Williams credits mother Oracene and father and coach Richard with her superior sportsmanship. “I would not have been playing tennis, or be the person I am without my dad or without my parents. I’m extremely grateful for them. They molded me,” Williams says. Famously, Richard began coaching her and Serena with no prior experience in the sport (he recently became the first inductee of the American Tennis Association’s Hall of Fame for his contributions). But he also made sure they had a backup plan, teaching the sisters the ins and outs of finances to widen their horizons.
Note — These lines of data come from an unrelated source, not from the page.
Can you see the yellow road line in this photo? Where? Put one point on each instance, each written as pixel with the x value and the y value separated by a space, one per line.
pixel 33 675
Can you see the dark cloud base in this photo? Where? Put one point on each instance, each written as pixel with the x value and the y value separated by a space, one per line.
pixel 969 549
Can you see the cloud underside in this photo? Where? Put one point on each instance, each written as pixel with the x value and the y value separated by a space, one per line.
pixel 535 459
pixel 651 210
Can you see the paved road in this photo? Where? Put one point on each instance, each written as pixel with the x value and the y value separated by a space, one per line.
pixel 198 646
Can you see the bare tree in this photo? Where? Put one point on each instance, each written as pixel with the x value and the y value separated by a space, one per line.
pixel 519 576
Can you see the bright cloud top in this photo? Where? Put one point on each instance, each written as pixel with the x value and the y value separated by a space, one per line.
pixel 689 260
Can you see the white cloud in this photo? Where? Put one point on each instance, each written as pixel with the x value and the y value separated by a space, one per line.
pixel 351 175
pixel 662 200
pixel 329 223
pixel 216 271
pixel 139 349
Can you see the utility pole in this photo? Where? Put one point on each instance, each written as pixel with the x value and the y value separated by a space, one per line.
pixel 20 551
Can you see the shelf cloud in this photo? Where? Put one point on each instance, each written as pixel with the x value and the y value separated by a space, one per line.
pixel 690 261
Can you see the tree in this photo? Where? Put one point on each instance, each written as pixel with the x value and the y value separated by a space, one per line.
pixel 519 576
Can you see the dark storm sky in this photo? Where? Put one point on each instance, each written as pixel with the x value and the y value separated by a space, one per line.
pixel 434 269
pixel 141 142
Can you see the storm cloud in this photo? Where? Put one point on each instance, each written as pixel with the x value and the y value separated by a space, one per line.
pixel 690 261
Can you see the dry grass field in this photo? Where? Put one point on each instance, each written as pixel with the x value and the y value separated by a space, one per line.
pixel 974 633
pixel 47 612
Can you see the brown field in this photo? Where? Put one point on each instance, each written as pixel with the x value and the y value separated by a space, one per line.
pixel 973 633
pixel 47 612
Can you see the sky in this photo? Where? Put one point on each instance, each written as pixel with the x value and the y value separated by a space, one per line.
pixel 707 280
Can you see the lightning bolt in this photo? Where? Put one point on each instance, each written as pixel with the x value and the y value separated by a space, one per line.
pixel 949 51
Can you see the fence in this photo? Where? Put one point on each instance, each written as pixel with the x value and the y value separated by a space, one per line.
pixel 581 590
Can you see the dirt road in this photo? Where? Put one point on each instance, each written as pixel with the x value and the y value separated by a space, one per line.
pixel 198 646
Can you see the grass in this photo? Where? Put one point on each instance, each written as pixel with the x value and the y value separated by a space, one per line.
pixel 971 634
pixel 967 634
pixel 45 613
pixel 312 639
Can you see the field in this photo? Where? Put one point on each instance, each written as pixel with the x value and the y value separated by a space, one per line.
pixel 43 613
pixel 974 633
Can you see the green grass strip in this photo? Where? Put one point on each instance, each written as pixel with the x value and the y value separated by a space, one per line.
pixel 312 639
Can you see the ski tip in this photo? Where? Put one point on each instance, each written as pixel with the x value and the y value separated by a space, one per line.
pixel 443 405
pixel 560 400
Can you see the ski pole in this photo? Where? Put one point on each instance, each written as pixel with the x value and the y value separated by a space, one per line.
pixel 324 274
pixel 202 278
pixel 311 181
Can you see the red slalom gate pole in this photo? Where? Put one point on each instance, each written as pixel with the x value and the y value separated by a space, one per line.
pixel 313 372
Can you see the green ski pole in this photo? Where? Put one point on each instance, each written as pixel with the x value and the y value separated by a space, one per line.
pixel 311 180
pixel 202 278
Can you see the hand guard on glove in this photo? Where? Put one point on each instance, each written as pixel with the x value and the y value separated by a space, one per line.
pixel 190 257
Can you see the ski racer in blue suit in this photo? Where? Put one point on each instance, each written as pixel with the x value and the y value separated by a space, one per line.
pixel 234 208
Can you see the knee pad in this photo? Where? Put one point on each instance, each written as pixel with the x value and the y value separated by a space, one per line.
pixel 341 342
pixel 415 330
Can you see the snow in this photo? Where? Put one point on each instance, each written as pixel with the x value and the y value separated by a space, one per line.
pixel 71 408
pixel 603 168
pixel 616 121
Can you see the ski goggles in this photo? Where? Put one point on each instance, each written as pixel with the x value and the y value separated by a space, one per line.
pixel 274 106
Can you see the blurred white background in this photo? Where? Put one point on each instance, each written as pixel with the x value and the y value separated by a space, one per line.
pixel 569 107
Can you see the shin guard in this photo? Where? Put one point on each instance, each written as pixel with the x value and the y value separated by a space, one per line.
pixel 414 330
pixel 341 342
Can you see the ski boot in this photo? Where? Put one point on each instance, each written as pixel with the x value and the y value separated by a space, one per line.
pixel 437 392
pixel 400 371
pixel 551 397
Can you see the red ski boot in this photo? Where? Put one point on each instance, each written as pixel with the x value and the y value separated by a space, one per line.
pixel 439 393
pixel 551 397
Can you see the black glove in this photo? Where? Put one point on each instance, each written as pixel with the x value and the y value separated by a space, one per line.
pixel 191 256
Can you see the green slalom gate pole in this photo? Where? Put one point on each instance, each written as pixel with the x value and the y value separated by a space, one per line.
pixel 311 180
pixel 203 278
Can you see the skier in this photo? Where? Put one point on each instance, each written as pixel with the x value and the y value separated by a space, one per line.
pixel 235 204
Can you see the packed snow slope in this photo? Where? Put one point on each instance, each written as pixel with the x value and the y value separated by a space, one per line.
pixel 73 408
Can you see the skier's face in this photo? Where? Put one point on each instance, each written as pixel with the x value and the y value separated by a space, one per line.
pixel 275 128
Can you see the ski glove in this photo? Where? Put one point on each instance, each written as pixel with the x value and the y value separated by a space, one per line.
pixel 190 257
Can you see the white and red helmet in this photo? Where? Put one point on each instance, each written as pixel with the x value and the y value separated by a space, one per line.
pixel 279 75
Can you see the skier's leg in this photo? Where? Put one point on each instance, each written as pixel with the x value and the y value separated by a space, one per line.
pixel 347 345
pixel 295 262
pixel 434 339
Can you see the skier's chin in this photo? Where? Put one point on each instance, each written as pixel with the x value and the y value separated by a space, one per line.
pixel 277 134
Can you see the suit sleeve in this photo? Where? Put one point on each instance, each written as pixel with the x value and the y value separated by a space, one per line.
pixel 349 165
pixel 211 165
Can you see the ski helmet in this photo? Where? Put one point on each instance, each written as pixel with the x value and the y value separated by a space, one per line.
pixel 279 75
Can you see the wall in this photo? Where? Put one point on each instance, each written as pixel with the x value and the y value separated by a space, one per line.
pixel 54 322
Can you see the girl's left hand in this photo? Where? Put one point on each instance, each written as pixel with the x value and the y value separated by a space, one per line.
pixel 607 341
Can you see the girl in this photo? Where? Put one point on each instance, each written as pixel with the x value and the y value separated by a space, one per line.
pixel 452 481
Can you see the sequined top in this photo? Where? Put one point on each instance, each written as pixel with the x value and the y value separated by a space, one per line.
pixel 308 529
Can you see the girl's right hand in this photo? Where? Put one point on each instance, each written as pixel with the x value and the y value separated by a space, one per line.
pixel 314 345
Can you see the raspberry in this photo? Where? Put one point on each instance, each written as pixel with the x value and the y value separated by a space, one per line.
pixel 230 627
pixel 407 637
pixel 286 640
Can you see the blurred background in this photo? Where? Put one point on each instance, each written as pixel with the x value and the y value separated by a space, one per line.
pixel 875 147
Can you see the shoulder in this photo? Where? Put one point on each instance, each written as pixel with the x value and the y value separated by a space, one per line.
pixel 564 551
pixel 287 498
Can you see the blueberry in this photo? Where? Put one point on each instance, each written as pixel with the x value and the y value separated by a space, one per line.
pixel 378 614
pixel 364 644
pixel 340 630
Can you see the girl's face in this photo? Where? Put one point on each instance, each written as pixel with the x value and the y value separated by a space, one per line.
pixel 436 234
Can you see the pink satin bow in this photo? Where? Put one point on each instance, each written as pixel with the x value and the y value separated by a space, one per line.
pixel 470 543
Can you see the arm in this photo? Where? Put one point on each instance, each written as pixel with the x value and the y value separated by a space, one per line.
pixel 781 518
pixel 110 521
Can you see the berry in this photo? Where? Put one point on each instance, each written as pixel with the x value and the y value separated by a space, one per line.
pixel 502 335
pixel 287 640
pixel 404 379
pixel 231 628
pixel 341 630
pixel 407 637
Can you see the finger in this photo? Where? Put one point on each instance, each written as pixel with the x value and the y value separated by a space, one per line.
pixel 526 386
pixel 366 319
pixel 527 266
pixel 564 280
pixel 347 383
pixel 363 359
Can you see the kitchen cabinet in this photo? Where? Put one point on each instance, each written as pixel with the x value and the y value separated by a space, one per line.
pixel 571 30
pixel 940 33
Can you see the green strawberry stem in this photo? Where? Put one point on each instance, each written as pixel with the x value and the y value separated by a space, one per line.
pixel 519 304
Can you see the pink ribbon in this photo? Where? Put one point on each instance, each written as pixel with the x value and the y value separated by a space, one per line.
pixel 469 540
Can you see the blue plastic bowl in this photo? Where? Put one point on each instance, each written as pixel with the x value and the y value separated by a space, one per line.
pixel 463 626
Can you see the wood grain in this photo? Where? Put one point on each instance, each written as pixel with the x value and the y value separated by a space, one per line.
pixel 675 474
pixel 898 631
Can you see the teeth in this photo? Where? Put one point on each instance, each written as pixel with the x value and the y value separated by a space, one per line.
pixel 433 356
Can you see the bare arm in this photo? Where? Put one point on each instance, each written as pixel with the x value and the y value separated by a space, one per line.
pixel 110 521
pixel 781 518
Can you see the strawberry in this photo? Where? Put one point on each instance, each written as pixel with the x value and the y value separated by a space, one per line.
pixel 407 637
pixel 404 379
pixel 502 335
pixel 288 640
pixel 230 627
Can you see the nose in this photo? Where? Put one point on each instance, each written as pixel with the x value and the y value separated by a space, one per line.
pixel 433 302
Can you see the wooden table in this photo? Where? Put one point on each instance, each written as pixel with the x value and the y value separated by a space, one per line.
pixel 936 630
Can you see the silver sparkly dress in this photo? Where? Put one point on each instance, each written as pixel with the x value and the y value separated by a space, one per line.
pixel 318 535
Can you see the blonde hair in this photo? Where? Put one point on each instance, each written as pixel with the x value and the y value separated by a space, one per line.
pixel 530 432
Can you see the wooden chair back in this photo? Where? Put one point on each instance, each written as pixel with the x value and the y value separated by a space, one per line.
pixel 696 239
This, Williams tells me, is where her penchant for entrepreneurship first began. “[At that time] you need someone to push you in the right direction, you need someone to be your motivation,” she says.
Also ingrained in Williams is a passion for equality, for which she and Serena have advocated on and off the court, speaking out about issues like equal pay and simply demonstrating supremacy in competition. Yet it’s when I mention her role as a female icon that Williams surprisingly demurs for the first time. “I feel like I had a lot of amazing role models ahead of me who achieved more in times that were much more trying,” she says, referring to tennis player Althea Gibson, who was the first black athlete to compete in the 1950s when the sport was (still) segregated, and Billie Jean King, who founded the Women’s Tennis Association and beat Bobby Riggs during their infamous “Battle of the Sexes” tennis match, a trending topic thanks to a 2017 film by the same name. These women, along with those who followed, continue to inspire Venus amid her undeniable impact on the landscape. After all, Williams was the first women’s Wimbledon champion to earn as much as the men’s champion Roger Federer in 2007 after advocating for equal pay. “The only way to face things is head-on,” Williams says of her political philosophy. “You have to find a bridge and encourage people to do the right thing.”
Ultimately, Williams is more of an ambassador than a mover and a shaker – which has clearly served her well in business. While it’s commonplace these days to see celebrities to parlay their success into merch, fragrances and more, the success of V Starr and EleVen demonstrate a range of talent that is truly unique to Williams. But that’s not to say that she doesn’t feel the pressure of her own track record. “I’m so used to pressure in my life that I don’t think I could live without it,” Williams says. “Pressure is a privilege, and I’m okay with that.”
While pressure may be a privilege, it’s not one that Williams is showing any signs of feeling—in a return to her nonchalant fashion, as if one should expect anything else, the true formula to Venus Williams’s success remains the same. “You have to put in the work,” she says, “and once that work is put in, then there you go. It’s the same thing that happens in sports. You don’t just start in the main draw of Wimbledon, you work your way there. [I don’t want] to be put in a box,” she says. “I love being great at tennis, but just because you’re an athlete doesn’t mean you’re not a well-rounded person who is perfectly capable of achieving other things.”